Exercise is good for you but not for the reasons you think.


Okay seems like nobody is RTFA...

The average age of participants in the study was over 70, so these findings apply only to the elderly. And the conclusion is not that “exercise is good”; the authors were actually trying to figure out if HIIT or moderate exercise was better. TLDR: HIIT is better


HIIT might be better for the elderly, but the result was not statistically significant.

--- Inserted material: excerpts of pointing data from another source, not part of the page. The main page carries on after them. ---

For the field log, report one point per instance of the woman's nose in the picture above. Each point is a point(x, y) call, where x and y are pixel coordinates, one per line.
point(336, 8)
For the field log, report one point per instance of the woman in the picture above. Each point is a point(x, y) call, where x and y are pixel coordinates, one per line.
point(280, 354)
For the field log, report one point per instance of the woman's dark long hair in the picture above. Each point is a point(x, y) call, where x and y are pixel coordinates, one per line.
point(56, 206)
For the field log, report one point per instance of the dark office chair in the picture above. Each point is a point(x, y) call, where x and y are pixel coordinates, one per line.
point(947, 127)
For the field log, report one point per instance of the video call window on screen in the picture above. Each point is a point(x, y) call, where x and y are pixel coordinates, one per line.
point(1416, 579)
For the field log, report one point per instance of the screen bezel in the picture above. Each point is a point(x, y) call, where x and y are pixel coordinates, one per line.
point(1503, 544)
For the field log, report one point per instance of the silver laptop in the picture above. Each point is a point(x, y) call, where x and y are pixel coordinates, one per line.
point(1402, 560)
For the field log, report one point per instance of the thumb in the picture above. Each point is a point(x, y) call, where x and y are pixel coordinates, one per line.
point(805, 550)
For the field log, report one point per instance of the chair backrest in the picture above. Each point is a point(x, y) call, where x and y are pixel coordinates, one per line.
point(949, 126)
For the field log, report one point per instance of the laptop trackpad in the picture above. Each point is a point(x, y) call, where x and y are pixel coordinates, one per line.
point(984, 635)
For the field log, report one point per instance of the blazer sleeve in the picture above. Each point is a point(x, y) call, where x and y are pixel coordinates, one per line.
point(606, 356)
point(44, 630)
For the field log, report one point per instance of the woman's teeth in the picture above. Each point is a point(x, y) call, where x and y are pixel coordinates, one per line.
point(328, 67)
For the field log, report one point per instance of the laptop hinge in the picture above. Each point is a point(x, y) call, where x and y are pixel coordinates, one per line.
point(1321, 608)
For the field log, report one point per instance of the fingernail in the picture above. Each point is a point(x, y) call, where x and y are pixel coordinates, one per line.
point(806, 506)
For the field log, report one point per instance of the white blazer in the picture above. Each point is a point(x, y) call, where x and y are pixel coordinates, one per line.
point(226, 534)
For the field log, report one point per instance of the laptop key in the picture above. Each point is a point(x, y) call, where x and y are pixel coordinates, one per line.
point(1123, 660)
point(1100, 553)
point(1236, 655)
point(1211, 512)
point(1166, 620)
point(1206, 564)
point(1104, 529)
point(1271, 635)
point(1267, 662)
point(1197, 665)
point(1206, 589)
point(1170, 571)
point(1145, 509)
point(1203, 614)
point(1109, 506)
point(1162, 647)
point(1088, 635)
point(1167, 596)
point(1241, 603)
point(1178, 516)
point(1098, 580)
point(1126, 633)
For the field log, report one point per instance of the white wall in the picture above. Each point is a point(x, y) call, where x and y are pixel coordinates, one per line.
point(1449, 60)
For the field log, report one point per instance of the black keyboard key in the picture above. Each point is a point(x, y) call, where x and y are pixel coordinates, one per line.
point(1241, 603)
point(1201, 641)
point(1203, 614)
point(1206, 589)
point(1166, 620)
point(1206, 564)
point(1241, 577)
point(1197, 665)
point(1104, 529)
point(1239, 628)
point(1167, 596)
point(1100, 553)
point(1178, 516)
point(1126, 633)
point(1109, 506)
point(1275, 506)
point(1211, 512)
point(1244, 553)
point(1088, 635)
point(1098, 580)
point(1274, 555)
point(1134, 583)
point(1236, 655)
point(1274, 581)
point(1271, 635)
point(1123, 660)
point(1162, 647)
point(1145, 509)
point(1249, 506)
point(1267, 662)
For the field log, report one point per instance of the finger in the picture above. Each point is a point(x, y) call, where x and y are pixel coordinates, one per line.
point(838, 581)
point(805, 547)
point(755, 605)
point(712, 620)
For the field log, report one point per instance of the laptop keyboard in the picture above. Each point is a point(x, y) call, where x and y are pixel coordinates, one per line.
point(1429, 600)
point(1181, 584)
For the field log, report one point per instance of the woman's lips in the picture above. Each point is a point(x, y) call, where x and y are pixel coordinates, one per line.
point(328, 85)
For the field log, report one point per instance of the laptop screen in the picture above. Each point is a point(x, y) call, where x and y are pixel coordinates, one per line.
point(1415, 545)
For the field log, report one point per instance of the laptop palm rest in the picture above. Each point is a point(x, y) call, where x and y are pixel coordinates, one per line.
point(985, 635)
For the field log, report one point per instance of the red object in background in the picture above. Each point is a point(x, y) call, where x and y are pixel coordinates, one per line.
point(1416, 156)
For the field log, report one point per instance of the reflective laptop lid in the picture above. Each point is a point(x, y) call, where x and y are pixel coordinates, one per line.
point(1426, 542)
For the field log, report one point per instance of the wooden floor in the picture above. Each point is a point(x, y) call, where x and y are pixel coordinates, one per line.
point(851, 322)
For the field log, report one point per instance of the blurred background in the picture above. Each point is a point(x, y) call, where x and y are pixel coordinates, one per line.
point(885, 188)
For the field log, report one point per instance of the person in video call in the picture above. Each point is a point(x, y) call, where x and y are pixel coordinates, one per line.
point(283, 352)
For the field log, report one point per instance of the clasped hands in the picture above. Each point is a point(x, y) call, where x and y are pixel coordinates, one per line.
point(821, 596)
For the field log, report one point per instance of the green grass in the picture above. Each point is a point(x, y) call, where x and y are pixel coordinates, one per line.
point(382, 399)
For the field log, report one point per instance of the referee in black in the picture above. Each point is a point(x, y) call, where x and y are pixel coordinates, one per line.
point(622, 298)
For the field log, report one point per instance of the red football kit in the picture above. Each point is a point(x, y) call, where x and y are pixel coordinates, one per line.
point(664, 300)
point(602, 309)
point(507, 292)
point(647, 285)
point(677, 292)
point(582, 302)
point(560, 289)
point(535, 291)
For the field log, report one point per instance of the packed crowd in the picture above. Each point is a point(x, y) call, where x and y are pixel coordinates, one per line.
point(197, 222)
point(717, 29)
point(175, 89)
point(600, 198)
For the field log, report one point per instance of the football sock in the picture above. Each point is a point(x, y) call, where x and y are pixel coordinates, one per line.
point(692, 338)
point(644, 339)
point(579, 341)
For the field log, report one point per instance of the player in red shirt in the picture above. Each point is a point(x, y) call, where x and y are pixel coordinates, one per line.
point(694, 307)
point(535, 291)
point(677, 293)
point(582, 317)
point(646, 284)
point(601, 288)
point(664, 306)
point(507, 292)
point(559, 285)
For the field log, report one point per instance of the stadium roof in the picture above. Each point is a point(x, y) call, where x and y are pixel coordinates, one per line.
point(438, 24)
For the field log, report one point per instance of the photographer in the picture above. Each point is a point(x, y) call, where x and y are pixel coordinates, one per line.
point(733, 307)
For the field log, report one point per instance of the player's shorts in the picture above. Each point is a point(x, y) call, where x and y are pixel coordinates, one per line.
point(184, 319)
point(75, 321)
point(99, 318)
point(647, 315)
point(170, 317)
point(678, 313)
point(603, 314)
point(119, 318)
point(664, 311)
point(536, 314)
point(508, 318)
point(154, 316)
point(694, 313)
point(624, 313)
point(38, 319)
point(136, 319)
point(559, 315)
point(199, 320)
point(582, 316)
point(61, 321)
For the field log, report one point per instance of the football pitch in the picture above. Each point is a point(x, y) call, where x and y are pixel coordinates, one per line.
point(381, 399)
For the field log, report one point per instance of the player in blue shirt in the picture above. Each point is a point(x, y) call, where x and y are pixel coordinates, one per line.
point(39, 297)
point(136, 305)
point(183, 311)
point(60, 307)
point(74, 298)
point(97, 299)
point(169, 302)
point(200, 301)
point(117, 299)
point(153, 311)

Exhibit A, why lifting is better for you than HIIT


I've never been able to run a mile without stopping or under 10 minutes. I've had my heart cath'd and stress tested, nothing wrong there.

Would the intensity of HIIT and endurance of cross-country cardio be useful for significantly increasing aerobic capacity to get to running a mile continuously?


Cross training won't hurt and it's recommended for runners to reduce the risk of overuse injuries while building aerobic capacity. But if your goal is to improve at distance running then you're going to have to run.

Instead of grinding out a slow 11 minute mile try running at a 9 minute pace for a shorter distance. Then rest for a few minutes and repeat several times. Do that a few times per week and gradually increase the distance you run at the 9 minute per mile pace. Eventually you'll get to a full mile at your target pace.

Also if you're overweight you're going to struggle with running and be at higher risk of injury. If that's your situation then stick to lower impact sports until you drop the extra weight, then ramp up the running.


I was underweight and borderline anemic through early 20's and it didn't make a difference, but still huffed and puffed. I could do low intensity things like cycling for 10 hours a day, no problem, but jogging, swimming, or running would make my descending aorta vibrate my lower abdomen and maintain a typical hr around 120-140 bpm (resting bp was 100/50, now resting hr is 115 with bp 125/80). Trying to discontinue propranolol for endogenous? tachycardia with hypertension.

I'm in the process of losing 40 lbs (17%, cut) and then rebuilding muscle mass.


There is something wrong with your cardiovascular system. Have you been screened for an abdominal aortic aneurysm, patent foramen ovals, or arteriovenous fistula? A resting heart rate of 115 is crazy high. Get a second opinion from another cardiologist. Ask for imaging studies, treadmill stress test, and a Holter monitor. Good luck.